Error in batch transform job with Huggingface model and SageMaker

In case anyone is still struggling with this, here is what I think is happening (which may or may not be true, but it’s working for me now):
When using the input filter, you are using a JSON path filter. If you have input of the form [{“inputs”: “some string”, “id”: 12345},…], then using $.inputs as an input filter would result in an output (and input to the model) of just the strings stored under the “inputs” key, so [“some string”, “another string”,…]. This causes issues with the following line of code in the sagemaker-huggingface-inference-toolkit/handler_service.py script: inputs = data.pop(“inputs”, data) (line 167; not sure how to link to it directly). The pop method won’t work on just a list of strings, so it throws an error at this point. I realized that I don’t even need to apply an input filter, since the text input will be ‘popped’ anyways (as long as it is stored under “inputs” in the input data).

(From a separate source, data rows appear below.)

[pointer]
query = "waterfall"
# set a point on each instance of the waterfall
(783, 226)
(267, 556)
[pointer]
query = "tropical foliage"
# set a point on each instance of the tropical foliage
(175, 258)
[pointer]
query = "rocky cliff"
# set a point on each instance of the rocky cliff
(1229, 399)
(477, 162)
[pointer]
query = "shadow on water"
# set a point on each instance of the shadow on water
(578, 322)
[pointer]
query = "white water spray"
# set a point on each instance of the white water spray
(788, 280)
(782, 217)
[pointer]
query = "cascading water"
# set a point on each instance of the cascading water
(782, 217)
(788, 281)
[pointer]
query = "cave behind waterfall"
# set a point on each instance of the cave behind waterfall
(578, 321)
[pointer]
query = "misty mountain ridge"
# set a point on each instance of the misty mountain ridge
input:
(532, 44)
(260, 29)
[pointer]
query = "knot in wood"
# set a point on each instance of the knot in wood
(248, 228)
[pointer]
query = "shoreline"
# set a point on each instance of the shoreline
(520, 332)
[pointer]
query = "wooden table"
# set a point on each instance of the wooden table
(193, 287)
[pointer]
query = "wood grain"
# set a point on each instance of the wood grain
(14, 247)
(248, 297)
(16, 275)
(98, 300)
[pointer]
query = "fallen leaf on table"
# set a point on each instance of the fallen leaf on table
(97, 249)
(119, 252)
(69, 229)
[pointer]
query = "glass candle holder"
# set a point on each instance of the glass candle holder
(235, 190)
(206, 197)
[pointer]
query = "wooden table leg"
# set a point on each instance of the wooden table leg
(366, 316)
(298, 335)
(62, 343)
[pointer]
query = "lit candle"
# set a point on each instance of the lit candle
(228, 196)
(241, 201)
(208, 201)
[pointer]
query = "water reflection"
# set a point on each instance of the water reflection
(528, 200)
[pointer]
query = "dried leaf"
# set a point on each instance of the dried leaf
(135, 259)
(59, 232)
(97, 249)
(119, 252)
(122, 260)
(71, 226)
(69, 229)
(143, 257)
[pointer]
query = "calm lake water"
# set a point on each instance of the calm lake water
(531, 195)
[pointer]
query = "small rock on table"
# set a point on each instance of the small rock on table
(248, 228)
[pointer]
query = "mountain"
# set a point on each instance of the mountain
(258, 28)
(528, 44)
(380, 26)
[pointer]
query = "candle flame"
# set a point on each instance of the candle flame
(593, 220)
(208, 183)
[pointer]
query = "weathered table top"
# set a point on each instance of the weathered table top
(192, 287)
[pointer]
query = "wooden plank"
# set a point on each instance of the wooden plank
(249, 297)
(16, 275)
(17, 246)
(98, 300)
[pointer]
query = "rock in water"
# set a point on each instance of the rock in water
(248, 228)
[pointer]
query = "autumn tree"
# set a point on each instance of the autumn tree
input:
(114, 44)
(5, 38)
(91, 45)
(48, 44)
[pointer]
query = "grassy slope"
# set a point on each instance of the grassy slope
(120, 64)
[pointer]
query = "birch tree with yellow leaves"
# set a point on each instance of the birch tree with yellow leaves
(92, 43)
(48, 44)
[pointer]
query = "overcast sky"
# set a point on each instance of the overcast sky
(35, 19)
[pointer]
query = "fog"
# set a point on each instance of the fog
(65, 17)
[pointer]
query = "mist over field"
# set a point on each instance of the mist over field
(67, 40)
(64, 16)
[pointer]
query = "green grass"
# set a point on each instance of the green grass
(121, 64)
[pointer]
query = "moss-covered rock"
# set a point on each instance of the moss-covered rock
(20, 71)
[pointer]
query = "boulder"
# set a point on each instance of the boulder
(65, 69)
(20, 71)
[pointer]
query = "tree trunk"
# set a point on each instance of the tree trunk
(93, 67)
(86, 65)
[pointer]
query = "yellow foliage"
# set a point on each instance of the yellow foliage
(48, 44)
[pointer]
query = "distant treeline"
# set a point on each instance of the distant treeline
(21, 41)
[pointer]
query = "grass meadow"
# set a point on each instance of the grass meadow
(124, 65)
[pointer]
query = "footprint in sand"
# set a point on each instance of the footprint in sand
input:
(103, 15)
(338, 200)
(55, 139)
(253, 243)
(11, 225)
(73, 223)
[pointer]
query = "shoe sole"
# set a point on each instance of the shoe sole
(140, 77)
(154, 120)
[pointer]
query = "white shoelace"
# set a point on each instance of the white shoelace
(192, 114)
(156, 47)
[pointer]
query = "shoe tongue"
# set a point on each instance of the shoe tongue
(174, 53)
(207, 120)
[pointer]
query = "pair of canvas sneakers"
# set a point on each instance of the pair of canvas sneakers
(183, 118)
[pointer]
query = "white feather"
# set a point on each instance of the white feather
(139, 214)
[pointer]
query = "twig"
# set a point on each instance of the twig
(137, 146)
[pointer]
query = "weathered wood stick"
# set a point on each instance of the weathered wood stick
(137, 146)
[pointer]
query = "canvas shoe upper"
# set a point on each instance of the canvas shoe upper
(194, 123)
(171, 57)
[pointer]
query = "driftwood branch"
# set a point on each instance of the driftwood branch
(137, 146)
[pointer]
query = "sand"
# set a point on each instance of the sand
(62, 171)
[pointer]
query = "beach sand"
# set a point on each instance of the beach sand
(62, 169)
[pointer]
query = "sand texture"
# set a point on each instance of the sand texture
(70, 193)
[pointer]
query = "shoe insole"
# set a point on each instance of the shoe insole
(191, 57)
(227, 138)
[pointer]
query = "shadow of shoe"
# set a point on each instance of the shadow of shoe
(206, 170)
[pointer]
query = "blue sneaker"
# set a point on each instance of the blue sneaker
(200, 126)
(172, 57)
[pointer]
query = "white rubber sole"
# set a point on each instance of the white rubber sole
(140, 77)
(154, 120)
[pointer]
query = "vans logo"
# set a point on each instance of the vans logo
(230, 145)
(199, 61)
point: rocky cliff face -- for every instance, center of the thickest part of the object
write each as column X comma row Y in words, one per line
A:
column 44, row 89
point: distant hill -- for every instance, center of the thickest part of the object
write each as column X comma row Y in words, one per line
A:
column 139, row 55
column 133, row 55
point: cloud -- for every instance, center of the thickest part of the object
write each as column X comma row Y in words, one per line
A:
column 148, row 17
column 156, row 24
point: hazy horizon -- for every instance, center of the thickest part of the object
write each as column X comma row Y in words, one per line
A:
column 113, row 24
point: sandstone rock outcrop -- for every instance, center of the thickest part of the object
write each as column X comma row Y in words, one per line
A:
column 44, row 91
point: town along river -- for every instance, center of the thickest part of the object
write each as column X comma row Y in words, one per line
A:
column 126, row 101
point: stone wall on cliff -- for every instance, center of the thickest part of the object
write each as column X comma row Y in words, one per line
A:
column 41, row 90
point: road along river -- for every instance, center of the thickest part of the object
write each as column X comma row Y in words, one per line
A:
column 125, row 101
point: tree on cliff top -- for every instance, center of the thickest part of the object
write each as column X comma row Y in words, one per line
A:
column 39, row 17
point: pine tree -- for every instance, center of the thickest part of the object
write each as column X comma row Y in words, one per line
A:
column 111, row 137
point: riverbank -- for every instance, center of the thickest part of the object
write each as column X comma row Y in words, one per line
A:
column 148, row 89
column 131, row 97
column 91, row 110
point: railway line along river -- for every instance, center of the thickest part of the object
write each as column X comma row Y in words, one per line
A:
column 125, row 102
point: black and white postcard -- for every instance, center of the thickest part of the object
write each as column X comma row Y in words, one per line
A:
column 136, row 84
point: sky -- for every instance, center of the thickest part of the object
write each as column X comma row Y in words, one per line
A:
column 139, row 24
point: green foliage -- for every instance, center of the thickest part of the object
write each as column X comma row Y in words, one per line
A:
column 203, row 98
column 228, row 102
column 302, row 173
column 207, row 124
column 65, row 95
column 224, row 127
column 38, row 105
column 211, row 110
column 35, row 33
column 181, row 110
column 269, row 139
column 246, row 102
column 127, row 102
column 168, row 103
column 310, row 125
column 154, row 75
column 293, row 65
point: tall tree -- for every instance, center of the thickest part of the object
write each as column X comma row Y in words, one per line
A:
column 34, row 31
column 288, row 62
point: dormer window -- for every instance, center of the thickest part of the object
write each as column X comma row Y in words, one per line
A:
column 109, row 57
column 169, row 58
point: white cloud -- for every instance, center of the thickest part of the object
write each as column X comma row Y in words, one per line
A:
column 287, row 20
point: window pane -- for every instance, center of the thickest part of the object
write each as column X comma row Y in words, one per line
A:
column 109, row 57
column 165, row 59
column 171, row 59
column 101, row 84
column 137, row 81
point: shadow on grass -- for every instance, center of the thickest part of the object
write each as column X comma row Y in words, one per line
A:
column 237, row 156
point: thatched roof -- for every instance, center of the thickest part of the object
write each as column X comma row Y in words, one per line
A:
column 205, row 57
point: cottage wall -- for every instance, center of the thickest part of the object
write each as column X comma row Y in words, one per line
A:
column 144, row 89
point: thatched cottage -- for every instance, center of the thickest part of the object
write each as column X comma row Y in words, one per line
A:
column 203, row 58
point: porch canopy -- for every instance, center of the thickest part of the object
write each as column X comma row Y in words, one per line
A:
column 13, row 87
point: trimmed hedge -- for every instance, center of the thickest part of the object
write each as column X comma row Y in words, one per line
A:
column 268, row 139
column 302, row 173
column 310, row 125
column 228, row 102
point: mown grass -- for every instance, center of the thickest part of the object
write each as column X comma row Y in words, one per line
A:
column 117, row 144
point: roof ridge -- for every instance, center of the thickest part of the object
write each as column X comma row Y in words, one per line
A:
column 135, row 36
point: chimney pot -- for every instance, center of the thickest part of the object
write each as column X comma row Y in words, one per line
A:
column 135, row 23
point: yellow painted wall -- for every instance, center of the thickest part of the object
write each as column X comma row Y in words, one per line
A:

So I just leave out the input filter, and instead just associate the entire output with the original (unpopped input) - like so:

batch_job.transform(
data=input_s3_uri,
data_type=“S3Prefix”,
content_type=“application/json”,
split_type=“Line”,
join_source=“Input”,
output_filter=“$[‘id’,‘inputs’,‘SageMakerOutput’]”
)

The labels and score are contained in ‘SageMakerOutput’. I then use a custom post-processing function that reads in the jsonl data and transforms it into a pandas dataframe, which I then write to S3.
Like I said this is just what worked for me, but I thought I’d share it because this issue was giving me headaches for quite a while and there doesn’t seem to be clear guidance/documentation on it.